Uncle Thomas had lived most of his adult life with his widowed sister Sally Dawson at the Black Horse on Butcher Hill, but after her death in 1870 moved across to Higher Woodfield to be with his nephews and nieces. He was also unmarried and had quite a reputation around Todmorden.
From being a boy, Thomas had been known as a hard worker. He accumulated money by being thrifty and industrious and developed a reputation as a miser. In addition to the group of 6 houses he and his brother Abraham built at Shade, he built another row behind them and was often seen digging the stone from the quarry by candle light, entirely alone. He later purchased two more blocks of cottages, one at Hanging Ditch and one at Wadsworth Mill, which had previously been the Exhibition Beerhouse.
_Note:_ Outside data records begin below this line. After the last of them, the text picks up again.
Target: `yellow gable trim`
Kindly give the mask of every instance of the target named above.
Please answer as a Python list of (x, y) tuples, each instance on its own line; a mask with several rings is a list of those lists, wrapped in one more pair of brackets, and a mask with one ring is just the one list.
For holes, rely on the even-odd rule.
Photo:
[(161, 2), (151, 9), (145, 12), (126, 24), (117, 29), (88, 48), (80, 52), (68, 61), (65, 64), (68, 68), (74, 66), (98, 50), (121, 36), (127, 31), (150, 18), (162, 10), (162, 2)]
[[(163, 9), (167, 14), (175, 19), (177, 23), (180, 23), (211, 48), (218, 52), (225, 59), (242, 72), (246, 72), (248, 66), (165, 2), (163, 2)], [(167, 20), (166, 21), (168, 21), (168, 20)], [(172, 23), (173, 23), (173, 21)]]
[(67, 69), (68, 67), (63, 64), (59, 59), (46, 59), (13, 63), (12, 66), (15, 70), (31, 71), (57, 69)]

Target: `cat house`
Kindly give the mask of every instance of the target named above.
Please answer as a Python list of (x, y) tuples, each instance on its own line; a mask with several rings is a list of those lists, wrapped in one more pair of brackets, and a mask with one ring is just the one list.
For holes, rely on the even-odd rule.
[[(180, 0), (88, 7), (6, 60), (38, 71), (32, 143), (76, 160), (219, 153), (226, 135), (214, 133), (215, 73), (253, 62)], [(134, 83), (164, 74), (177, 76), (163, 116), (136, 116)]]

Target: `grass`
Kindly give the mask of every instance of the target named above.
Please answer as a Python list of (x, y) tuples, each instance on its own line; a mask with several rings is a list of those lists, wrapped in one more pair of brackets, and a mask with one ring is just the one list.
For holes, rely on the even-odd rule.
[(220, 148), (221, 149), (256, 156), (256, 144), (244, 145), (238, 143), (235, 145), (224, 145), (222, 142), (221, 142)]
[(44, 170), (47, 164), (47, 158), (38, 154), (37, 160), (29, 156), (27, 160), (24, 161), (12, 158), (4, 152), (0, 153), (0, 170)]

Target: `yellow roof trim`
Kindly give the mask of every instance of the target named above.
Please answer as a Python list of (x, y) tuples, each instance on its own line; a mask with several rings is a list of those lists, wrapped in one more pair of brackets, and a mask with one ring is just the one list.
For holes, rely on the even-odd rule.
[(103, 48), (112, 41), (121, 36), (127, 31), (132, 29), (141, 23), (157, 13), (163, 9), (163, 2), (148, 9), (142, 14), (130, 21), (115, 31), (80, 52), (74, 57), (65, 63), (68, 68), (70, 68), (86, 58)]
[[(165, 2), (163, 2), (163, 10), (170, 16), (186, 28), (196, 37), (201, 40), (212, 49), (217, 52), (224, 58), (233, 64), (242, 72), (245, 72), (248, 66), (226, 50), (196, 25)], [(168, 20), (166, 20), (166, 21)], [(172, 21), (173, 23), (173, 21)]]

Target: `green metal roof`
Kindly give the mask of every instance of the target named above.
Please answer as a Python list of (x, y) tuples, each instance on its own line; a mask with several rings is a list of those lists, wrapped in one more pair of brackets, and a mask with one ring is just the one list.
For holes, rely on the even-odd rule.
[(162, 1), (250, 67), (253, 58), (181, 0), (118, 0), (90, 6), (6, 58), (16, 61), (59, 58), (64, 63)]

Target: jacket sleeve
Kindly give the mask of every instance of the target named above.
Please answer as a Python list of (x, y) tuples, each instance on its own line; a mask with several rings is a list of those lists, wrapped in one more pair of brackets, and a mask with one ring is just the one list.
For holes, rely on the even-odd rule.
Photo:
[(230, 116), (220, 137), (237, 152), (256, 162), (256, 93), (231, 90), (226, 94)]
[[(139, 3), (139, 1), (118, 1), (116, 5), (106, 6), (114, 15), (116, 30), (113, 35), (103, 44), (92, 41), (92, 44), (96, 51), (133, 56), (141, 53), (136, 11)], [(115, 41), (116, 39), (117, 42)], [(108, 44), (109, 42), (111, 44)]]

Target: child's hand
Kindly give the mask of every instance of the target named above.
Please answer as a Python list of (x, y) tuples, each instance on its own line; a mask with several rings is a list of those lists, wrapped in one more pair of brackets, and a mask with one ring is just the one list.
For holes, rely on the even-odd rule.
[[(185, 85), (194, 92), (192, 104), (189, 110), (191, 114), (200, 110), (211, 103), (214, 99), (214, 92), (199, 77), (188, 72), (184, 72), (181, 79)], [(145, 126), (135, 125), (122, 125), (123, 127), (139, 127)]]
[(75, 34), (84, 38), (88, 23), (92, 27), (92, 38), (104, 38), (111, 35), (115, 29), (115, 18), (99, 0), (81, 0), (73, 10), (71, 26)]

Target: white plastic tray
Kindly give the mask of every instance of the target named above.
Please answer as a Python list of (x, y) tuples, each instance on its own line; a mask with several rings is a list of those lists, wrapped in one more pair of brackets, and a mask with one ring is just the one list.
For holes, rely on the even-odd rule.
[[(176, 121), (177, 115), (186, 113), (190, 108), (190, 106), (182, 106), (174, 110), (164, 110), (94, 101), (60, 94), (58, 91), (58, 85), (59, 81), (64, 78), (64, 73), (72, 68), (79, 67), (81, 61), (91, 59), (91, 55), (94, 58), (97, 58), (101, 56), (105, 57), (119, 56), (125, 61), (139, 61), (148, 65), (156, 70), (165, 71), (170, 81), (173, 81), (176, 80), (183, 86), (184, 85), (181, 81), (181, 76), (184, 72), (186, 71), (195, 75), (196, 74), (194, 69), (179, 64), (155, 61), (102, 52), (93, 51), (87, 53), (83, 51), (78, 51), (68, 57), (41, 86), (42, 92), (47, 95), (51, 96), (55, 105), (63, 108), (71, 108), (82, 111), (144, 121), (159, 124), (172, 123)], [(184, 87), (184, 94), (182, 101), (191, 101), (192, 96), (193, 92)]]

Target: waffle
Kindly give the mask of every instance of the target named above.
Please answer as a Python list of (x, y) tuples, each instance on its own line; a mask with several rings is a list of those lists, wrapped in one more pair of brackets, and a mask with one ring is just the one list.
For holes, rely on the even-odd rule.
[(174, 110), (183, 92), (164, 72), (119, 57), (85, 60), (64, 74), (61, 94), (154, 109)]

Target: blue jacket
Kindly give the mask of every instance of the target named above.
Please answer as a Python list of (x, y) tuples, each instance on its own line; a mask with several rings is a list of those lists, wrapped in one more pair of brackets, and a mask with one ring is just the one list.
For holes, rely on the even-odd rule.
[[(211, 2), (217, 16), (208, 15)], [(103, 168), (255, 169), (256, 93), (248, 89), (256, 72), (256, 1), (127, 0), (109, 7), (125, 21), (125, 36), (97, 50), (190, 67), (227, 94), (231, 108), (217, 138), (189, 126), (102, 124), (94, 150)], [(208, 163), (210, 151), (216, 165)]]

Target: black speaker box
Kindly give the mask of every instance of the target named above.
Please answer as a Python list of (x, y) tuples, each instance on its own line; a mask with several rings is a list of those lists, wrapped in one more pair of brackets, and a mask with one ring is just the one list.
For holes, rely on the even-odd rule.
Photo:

Despite being the owner of 4 blocks of houses, he never spent his money, especially on himself, and wore his old clothes until they fell off his back. He was always civil to those he met, but rarely opened up a conversation and carried on his work quietly.

His friends would try to persuade him to spend a little of his money, reminding him he couldn’t take it with him and would end up leaving it to someone in the end, so he may as well spend it on himself. Thomas took no notice, and the older he became, the more miserly he was. He died an old man in 1876 in one of his cottages at Hanging Ditch. I have no idea who inherited his savings.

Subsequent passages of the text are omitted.